Don't let planes go empty, lower spot fares, says ministry
Airline seats are a perishable commodity. Lowering fares would bring last-minute passengers, fill seats and increase revenues. HT reports. Not just a flight of fancyindia Updated: Feb 11, 2013 22:32 IST
The aviation ministry has suggested that Indian carriers charge less for spot fares (tickets bought at short notice) in order to fill up aircraft, thus increasing their revenues.
Indian carriers, on an average, have load factors of 75-80%, which means at least 20% of the seats in an aircraft are vacant each time they fly. Fares go up and tickets booked on the day of travel are usually the costliest - a big deterrent for passengers buying tickets on the day of travel.
Government is also working on mechanism to fix the lowest fare band so that airlines don't bleed. This was prompted by a SpiceJet offer wherein the airline offered seats for as low as Rs 2013.

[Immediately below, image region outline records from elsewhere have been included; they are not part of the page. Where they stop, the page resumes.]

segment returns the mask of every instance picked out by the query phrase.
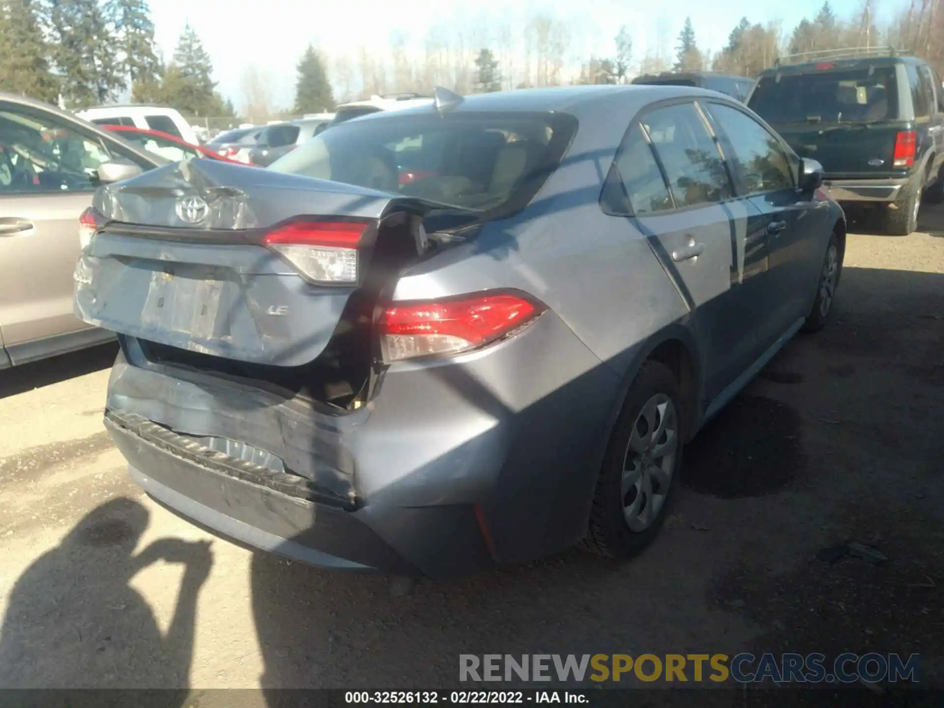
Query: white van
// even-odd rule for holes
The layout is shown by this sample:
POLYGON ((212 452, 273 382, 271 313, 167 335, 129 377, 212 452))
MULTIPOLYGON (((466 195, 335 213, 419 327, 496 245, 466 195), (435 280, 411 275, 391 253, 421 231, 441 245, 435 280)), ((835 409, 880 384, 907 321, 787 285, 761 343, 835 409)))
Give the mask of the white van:
POLYGON ((76 115, 99 126, 131 126, 142 130, 158 130, 194 145, 200 144, 194 128, 174 109, 143 104, 96 106, 76 111, 76 115))

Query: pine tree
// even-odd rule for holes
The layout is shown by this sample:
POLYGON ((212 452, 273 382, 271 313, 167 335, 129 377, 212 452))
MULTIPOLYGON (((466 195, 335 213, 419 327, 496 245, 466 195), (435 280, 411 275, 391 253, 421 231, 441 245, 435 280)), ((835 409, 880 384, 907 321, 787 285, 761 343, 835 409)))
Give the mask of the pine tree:
POLYGON ((823 7, 819 8, 819 12, 817 14, 817 19, 814 22, 826 31, 835 28, 835 12, 833 11, 833 6, 829 4, 829 0, 823 3, 823 7))
POLYGON ((692 18, 686 17, 685 24, 679 33, 679 44, 675 47, 675 70, 693 71, 701 69, 702 58, 695 43, 695 28, 692 18))
POLYGON ((475 59, 475 90, 478 93, 492 93, 501 91, 501 76, 498 74, 498 61, 491 49, 480 49, 475 59))
POLYGON ((114 30, 122 73, 135 84, 157 81, 160 60, 154 42, 154 23, 146 0, 108 0, 105 14, 114 30))
POLYGON ((56 103, 59 81, 46 59, 49 47, 33 0, 0 4, 0 90, 56 103))
POLYGON ((728 35, 728 46, 722 51, 729 54, 736 52, 740 48, 741 42, 744 42, 744 35, 749 29, 750 29, 750 23, 748 22, 747 17, 742 17, 741 21, 731 30, 731 34, 728 35))
POLYGON ((328 80, 325 64, 311 44, 305 50, 297 66, 298 80, 295 83, 295 103, 293 112, 296 114, 320 113, 334 110, 334 94, 328 80))
POLYGON ((188 24, 177 41, 174 59, 160 81, 162 103, 188 116, 218 116, 223 99, 214 91, 213 63, 196 32, 188 24))
POLYGON ((67 104, 84 108, 113 99, 126 83, 98 0, 46 0, 43 9, 67 104))

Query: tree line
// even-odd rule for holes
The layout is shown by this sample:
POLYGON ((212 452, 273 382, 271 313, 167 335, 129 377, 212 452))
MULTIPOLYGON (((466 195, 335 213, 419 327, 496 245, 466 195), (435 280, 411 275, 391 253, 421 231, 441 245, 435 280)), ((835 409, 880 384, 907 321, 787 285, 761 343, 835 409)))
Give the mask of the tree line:
POLYGON ((193 27, 185 26, 170 60, 163 59, 147 0, 0 0, 0 89, 72 109, 130 93, 134 101, 171 105, 191 117, 238 112, 261 122, 330 110, 336 98, 429 93, 433 86, 472 93, 620 84, 638 74, 671 70, 753 76, 785 55, 845 47, 891 44, 944 73, 941 0, 905 2, 885 26, 878 25, 873 0, 862 0, 847 18, 837 16, 827 0, 789 32, 779 23, 744 17, 714 54, 699 43, 690 18, 674 45, 666 21, 660 21, 640 56, 625 25, 606 42, 608 51, 598 51, 606 44, 594 38, 598 51, 586 53, 587 42, 580 42, 571 23, 548 12, 514 23, 443 22, 422 38, 395 30, 387 46, 361 46, 334 57, 310 44, 295 66, 291 107, 277 106, 270 77, 249 65, 237 111, 217 91, 212 61, 193 27))
POLYGON ((130 92, 191 116, 233 115, 187 25, 170 61, 146 0, 0 0, 0 89, 82 109, 130 92))

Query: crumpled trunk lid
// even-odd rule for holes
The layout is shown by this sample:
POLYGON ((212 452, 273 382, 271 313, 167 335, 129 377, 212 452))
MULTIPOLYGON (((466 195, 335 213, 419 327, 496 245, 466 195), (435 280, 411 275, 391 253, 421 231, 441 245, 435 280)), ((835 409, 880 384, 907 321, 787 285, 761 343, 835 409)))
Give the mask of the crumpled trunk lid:
POLYGON ((209 160, 102 187, 93 206, 106 225, 76 264, 80 319, 148 342, 281 366, 318 357, 351 296, 378 290, 372 274, 387 277, 391 267, 406 264, 373 267, 391 261, 379 242, 412 242, 398 251, 402 260, 423 253, 420 215, 430 207, 209 160), (356 284, 313 284, 264 245, 272 227, 298 217, 368 224, 356 284))

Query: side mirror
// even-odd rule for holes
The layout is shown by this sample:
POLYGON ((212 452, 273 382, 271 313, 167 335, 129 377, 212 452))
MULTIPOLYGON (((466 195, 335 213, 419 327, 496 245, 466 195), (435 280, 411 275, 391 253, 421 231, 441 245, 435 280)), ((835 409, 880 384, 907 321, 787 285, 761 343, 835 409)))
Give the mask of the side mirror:
POLYGON ((815 160, 803 158, 800 168, 800 189, 815 192, 823 186, 823 166, 815 160))
POLYGON ((102 162, 98 165, 98 181, 102 184, 120 182, 123 179, 130 179, 138 177, 143 170, 134 162, 113 160, 110 162, 102 162))

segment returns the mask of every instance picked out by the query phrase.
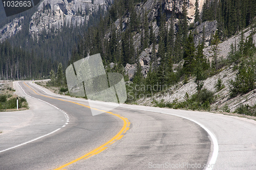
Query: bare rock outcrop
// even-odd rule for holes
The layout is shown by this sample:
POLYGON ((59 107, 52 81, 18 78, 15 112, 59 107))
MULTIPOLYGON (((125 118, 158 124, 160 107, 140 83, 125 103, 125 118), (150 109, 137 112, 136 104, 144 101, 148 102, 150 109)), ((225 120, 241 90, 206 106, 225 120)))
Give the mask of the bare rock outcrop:
POLYGON ((0 42, 10 38, 22 30, 24 16, 16 18, 0 29, 0 42))

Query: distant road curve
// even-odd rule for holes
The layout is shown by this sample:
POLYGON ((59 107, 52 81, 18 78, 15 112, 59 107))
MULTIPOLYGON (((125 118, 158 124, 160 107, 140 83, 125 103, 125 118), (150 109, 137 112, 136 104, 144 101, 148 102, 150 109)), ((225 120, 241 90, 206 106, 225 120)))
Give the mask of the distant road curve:
MULTIPOLYGON (((11 135, 15 132, 26 141, 52 132, 54 126, 61 128, 67 121, 63 112, 70 120, 52 134, 0 153, 0 169, 256 169, 255 120, 125 104, 112 110, 114 114, 92 116, 83 106, 89 106, 84 100, 54 94, 30 81, 19 83, 28 95, 60 111, 26 95, 16 83, 17 92, 26 96, 32 106, 24 112, 41 111, 9 136, 0 135, 0 151, 1 144, 11 145, 6 144, 7 139, 17 138, 11 135), (38 117, 41 121, 35 123, 38 117)), ((95 102, 99 109, 105 105, 95 102)))

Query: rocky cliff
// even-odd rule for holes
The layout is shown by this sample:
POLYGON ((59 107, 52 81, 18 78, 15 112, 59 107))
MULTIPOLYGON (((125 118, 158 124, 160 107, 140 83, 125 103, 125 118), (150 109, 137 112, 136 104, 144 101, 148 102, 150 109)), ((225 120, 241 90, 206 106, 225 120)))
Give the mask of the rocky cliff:
MULTIPOLYGON (((66 25, 80 26, 89 21, 90 16, 99 8, 106 10, 113 0, 43 0, 32 16, 29 23, 31 36, 42 30, 55 30, 66 25)), ((13 36, 24 26, 24 17, 13 19, 0 28, 0 42, 13 36)))
POLYGON ((30 35, 43 29, 60 29, 66 26, 79 26, 88 21, 90 15, 101 8, 106 10, 112 0, 44 0, 33 15, 30 23, 30 35))
POLYGON ((11 37, 22 30, 24 17, 16 18, 0 29, 0 42, 11 37))
MULTIPOLYGON (((201 12, 204 3, 203 0, 199 0, 199 8, 200 12, 201 12)), ((196 0, 187 1, 187 18, 189 23, 194 22, 194 13, 195 13, 195 4, 196 0)), ((152 22, 154 30, 154 33, 156 37, 157 37, 159 32, 159 23, 157 21, 157 18, 160 17, 160 10, 162 8, 165 12, 167 20, 166 23, 168 28, 171 24, 172 14, 174 14, 174 27, 175 31, 176 32, 178 29, 178 25, 179 22, 179 18, 182 16, 183 0, 148 0, 144 4, 139 4, 136 6, 136 10, 137 14, 139 16, 143 16, 144 11, 146 11, 147 14, 148 21, 152 22)), ((125 26, 129 21, 128 17, 122 19, 123 31, 125 30, 125 26)), ((120 21, 119 19, 116 22, 116 27, 117 29, 119 27, 120 21)), ((204 22, 200 24, 197 23, 197 26, 194 31, 194 40, 196 46, 199 43, 201 43, 203 39, 203 28, 204 27, 204 38, 205 40, 205 45, 208 46, 209 44, 211 36, 214 34, 217 29, 217 22, 213 21, 211 22, 204 22)), ((140 33, 137 33, 134 36, 135 40, 134 46, 135 50, 137 50, 140 45, 140 33)), ((157 52, 158 48, 156 47, 157 52)), ((152 55, 152 46, 148 48, 145 49, 139 55, 139 62, 142 67, 142 72, 144 77, 146 76, 146 74, 150 68, 150 59, 152 55)), ((136 67, 135 64, 130 64, 129 63, 125 67, 125 70, 128 73, 129 78, 132 79, 133 74, 135 72, 136 67)))

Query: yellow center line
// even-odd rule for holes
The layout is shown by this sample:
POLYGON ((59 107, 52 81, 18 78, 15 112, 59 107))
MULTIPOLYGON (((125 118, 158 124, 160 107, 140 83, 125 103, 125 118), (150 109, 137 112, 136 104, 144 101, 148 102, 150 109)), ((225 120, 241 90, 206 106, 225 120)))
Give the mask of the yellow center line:
MULTIPOLYGON (((46 98, 51 98, 51 99, 56 99, 56 100, 60 100, 60 101, 64 101, 64 102, 70 102, 70 103, 74 103, 74 104, 77 104, 77 105, 80 105, 80 106, 84 106, 84 107, 88 107, 89 108, 90 108, 90 109, 95 109, 95 110, 100 110, 98 109, 96 109, 96 108, 91 108, 90 107, 90 106, 86 106, 86 105, 82 105, 82 104, 80 104, 79 103, 76 103, 76 102, 71 102, 71 101, 66 101, 66 100, 62 100, 62 99, 57 99, 57 98, 52 98, 52 97, 50 97, 50 96, 46 96, 46 95, 42 95, 42 94, 39 94, 38 93, 37 93, 35 91, 35 90, 34 90, 33 89, 32 89, 30 87, 29 87, 29 86, 28 86, 26 83, 25 82, 24 82, 24 84, 26 85, 27 86, 28 86, 30 89, 31 89, 33 91, 34 91, 34 92, 35 92, 36 94, 38 94, 38 95, 41 95, 41 96, 45 96, 45 97, 46 97, 46 98)), ((123 134, 123 133, 124 133, 126 132, 126 131, 129 129, 127 129, 127 127, 129 126, 128 125, 130 125, 130 122, 128 122, 129 120, 128 119, 124 117, 123 117, 119 114, 114 114, 114 113, 113 113, 112 112, 107 112, 107 111, 105 111, 105 112, 106 113, 110 113, 110 114, 113 114, 116 116, 117 116, 118 117, 119 117, 120 118, 121 118, 122 120, 123 120, 123 127, 122 127, 122 129, 121 129, 121 130, 120 130, 120 131, 115 136, 114 136, 111 139, 110 139, 110 140, 109 140, 108 141, 107 141, 106 142, 105 142, 105 143, 102 144, 101 145, 99 146, 99 147, 96 148, 95 149, 93 150, 93 151, 90 152, 89 153, 85 154, 83 156, 82 156, 81 157, 79 157, 79 158, 78 158, 68 163, 66 163, 63 165, 62 165, 61 166, 60 166, 57 168, 55 168, 54 169, 54 170, 59 170, 59 169, 62 169, 63 167, 65 167, 72 163, 74 163, 79 160, 80 160, 82 159, 88 159, 89 158, 90 158, 90 157, 91 157, 92 156, 94 155, 96 155, 96 154, 98 154, 98 153, 101 152, 102 151, 104 151, 105 149, 106 149, 108 147, 106 147, 106 145, 110 145, 110 144, 112 144, 112 143, 113 143, 114 142, 115 142, 116 141, 115 140, 119 140, 119 139, 120 139, 124 135, 122 135, 122 134, 123 134), (114 141, 115 140, 115 141, 114 141)), ((64 169, 62 169, 62 170, 64 170, 64 169)))

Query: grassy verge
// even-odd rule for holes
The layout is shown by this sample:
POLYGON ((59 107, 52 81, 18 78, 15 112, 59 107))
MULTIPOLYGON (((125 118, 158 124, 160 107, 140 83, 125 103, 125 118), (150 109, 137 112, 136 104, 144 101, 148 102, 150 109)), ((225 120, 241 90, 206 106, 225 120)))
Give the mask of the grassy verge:
POLYGON ((17 109, 17 98, 19 110, 29 108, 28 103, 25 98, 18 96, 14 92, 12 82, 2 84, 0 86, 0 111, 15 111, 17 109))

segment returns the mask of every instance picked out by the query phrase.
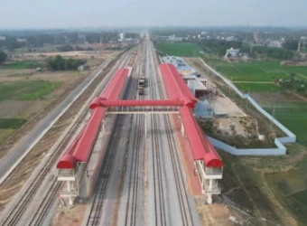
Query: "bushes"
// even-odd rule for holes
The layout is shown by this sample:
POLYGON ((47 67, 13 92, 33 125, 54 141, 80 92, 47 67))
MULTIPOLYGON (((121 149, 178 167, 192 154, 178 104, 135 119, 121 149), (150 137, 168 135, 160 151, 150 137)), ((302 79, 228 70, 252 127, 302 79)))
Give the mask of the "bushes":
POLYGON ((22 118, 0 118, 0 128, 17 129, 20 128, 27 120, 22 118))
POLYGON ((76 71, 87 62, 85 60, 64 59, 58 55, 47 61, 47 68, 51 71, 76 71))

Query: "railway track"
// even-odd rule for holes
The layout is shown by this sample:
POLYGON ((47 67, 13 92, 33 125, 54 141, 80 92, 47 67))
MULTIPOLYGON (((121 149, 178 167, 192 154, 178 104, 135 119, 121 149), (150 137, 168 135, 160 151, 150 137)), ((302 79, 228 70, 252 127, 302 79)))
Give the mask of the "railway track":
MULTIPOLYGON (((147 49, 147 61, 151 61, 151 50, 147 49)), ((155 85, 157 84, 156 74, 154 72, 154 65, 153 63, 148 63, 148 71, 151 76, 150 80, 150 98, 151 99, 159 99, 159 94, 156 92, 155 85), (149 71, 148 71, 149 72, 149 71)), ((160 145, 160 134, 162 125, 160 124, 159 116, 154 114, 151 116, 151 125, 153 128, 151 145, 153 148, 153 174, 154 174, 154 225, 166 225, 166 212, 164 205, 164 196, 163 196, 163 186, 164 183, 163 180, 163 171, 161 163, 161 152, 162 146, 160 145)))
MULTIPOLYGON (((138 75, 143 73, 143 62, 141 65, 142 68, 138 72, 138 75)), ((138 81, 139 76, 137 77, 138 81)), ((138 88, 138 82, 135 83, 134 89, 136 90, 138 88)), ((134 94, 134 97, 135 97, 134 94)), ((136 98, 137 99, 137 98, 136 98)), ((138 99, 144 99, 144 96, 139 96, 138 99)), ((135 121, 136 122, 134 126, 134 135, 133 135, 133 151, 131 155, 131 172, 129 175, 129 186, 128 186, 128 195, 127 202, 126 207, 126 218, 125 218, 125 225, 134 226, 137 225, 136 218, 139 214, 138 212, 138 202, 139 202, 139 176, 140 176, 140 161, 142 161, 140 152, 142 151, 142 140, 139 137, 144 137, 144 116, 135 115, 135 121)))
MULTIPOLYGON (((154 65, 157 65, 157 61, 154 61, 153 54, 151 54, 151 60, 154 65)), ((156 59, 155 59, 156 60, 156 59)), ((154 67, 154 74, 158 77, 158 71, 156 71, 156 67, 154 67)), ((165 99, 165 91, 163 90, 163 88, 162 86, 162 79, 161 78, 156 78, 157 81, 154 82, 157 84, 157 88, 159 90, 159 94, 161 98, 165 99)), ((154 89, 154 95, 155 96, 155 89, 154 89)), ((180 159, 180 156, 178 153, 176 152, 176 149, 178 148, 176 146, 176 141, 175 138, 172 135, 172 126, 170 120, 170 116, 168 115, 163 115, 161 116, 163 117, 163 121, 165 126, 166 129, 166 137, 167 137, 167 142, 168 142, 168 146, 171 154, 171 160, 172 160, 172 166, 173 169, 174 173, 174 179, 175 179, 175 186, 176 186, 176 193, 178 196, 178 201, 179 201, 179 205, 180 205, 180 212, 181 212, 181 222, 182 225, 184 226, 190 226, 190 225, 194 225, 193 223, 193 219, 191 216, 191 212, 189 206, 189 198, 188 198, 188 193, 187 193, 187 189, 185 187, 185 176, 182 173, 182 168, 181 168, 181 162, 180 159)), ((157 122, 154 121, 154 129, 155 130, 156 127, 154 127, 155 125, 157 125, 157 122)), ((155 132, 154 132, 155 133, 155 132)), ((157 137, 157 136, 155 136, 157 137)), ((156 150, 156 153, 158 153, 158 149, 156 150)), ((157 160, 160 161, 160 156, 157 155, 156 155, 157 160)), ((158 171, 158 179, 160 180, 161 175, 159 175, 159 171, 158 171)), ((160 193, 159 193, 160 195, 160 193)), ((161 198, 159 197, 159 200, 161 198)), ((159 202, 161 200, 159 201, 159 202)), ((157 207, 157 206, 156 206, 157 207)), ((160 213, 162 215, 162 213, 160 213)), ((159 221, 159 218, 157 218, 156 214, 156 222, 159 221)), ((156 223, 157 224, 157 223, 156 223)), ((165 219, 160 219, 160 224, 161 225, 166 225, 165 219)))
MULTIPOLYGON (((126 55, 124 58, 124 62, 126 64, 126 61, 128 61, 131 58, 129 52, 132 51, 133 50, 130 50, 127 53, 126 53, 126 55)), ((121 63, 121 65, 123 65, 123 62, 121 63)), ((107 83, 111 80, 112 75, 115 72, 116 69, 116 67, 114 67, 111 70, 111 71, 106 76, 106 78, 102 81, 100 89, 97 89, 97 91, 93 94, 93 97, 99 95, 103 91, 103 89, 107 85, 107 83)), ((45 180, 46 176, 48 175, 52 166, 54 166, 54 165, 56 164, 57 160, 59 159, 63 150, 65 150, 65 148, 67 147, 70 140, 72 138, 76 130, 79 128, 79 125, 81 124, 81 122, 83 121, 83 119, 85 118, 88 113, 88 108, 86 108, 81 112, 80 117, 77 119, 75 124, 70 129, 70 131, 68 132, 64 139, 60 143, 59 146, 52 153, 49 161, 46 163, 43 168, 40 171, 37 177, 31 184, 31 185, 27 188, 26 192, 23 193, 22 198, 18 201, 16 205, 13 208, 12 212, 9 212, 6 218, 5 219, 5 221, 3 221, 2 225, 12 226, 12 225, 16 225, 18 223, 19 220, 22 218, 27 207, 33 201, 34 195, 37 193, 39 188, 41 187, 41 184, 45 180)), ((52 205, 55 200, 55 196, 57 194, 56 188, 58 188, 57 191, 59 191, 60 185, 60 182, 58 182, 56 179, 52 181, 51 187, 46 195, 48 197, 44 199, 42 202, 41 203, 35 215, 31 220, 30 225, 42 225, 42 221, 45 219, 49 209, 51 208, 51 206, 52 205)))
MULTIPOLYGON (((135 61, 135 62, 136 61, 135 61)), ((127 89, 124 94, 124 99, 128 99, 130 96, 135 96, 136 93, 136 88, 131 89, 131 88, 134 88, 134 86, 130 84, 131 80, 128 82, 129 83, 126 86, 127 89), (130 93, 131 90, 134 90, 132 95, 130 93)), ((113 129, 114 132, 112 133, 110 141, 107 145, 107 151, 102 162, 102 166, 98 173, 98 179, 95 185, 93 203, 89 212, 87 225, 96 226, 100 224, 101 212, 107 193, 108 178, 112 168, 113 160, 116 155, 114 150, 116 150, 116 146, 118 146, 119 139, 121 137, 121 128, 123 127, 125 118, 126 116, 120 115, 116 119, 116 124, 113 129)))

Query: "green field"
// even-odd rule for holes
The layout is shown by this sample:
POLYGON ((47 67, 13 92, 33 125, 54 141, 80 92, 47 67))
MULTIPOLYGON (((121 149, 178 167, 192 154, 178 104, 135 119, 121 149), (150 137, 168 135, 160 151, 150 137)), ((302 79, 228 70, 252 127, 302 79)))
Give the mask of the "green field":
POLYGON ((273 79, 288 78, 294 73, 297 80, 307 80, 307 67, 281 66, 278 61, 239 61, 229 63, 225 61, 206 61, 217 71, 233 81, 272 81, 273 79))
POLYGON ((0 83, 0 101, 41 99, 60 85, 49 81, 13 81, 0 83))
MULTIPOLYGON (((273 114, 274 105, 264 108, 273 114)), ((294 133, 298 141, 307 142, 307 103, 274 103, 274 118, 294 133)))
POLYGON ((12 63, 3 64, 0 67, 5 70, 23 70, 23 69, 35 69, 42 67, 42 63, 36 61, 22 61, 12 63))
POLYGON ((26 121, 23 118, 0 118, 0 129, 17 129, 26 121))
POLYGON ((268 184, 278 201, 291 211, 301 225, 307 225, 307 160, 279 174, 268 174, 268 184))
POLYGON ((194 43, 156 43, 154 47, 172 56, 181 57, 198 57, 200 55, 200 46, 194 43))
POLYGON ((281 91, 282 88, 273 83, 235 83, 238 89, 243 92, 249 91, 281 91))

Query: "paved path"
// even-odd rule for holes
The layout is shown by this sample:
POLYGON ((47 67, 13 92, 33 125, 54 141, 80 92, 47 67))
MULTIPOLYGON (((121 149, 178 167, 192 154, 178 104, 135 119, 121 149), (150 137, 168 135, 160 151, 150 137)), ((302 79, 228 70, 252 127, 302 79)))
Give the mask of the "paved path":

Ministry officials, in a meeting with stakeholders last week, suggested that airlines should lower the spot fares giving more people a chance to fly. The ministry, however, made it clear that it had no intention of regulating airfares.
"Airlines have data of average occupancy for all flights they operate," said an aviation ministry official. "They have an idea on how many seats, on an average, they fill on a particular route. If, say five hours before departure, 20% of seats are still unsold, airlines can easily lower the fares."
"This seems like a good idea and makes good business sense. Airline seats are a perishable commodity," said Rajji Rai, advisor to the Travel Agents Association of India.
Sharat Dhall, president (online), Yatra.com, said airlines offering lower spot fares was common practice in the US. "Surely, this should be done. A vacant seat is a seat lost forever. The move will expand the market and realistically speaking, would increase capacity by at least 7%," Dhall said.
Airlines, however, don't seem too excited. "It should be left to airlines to decide if lowering spot fares will help or not," said an executive of a low-cost carrier.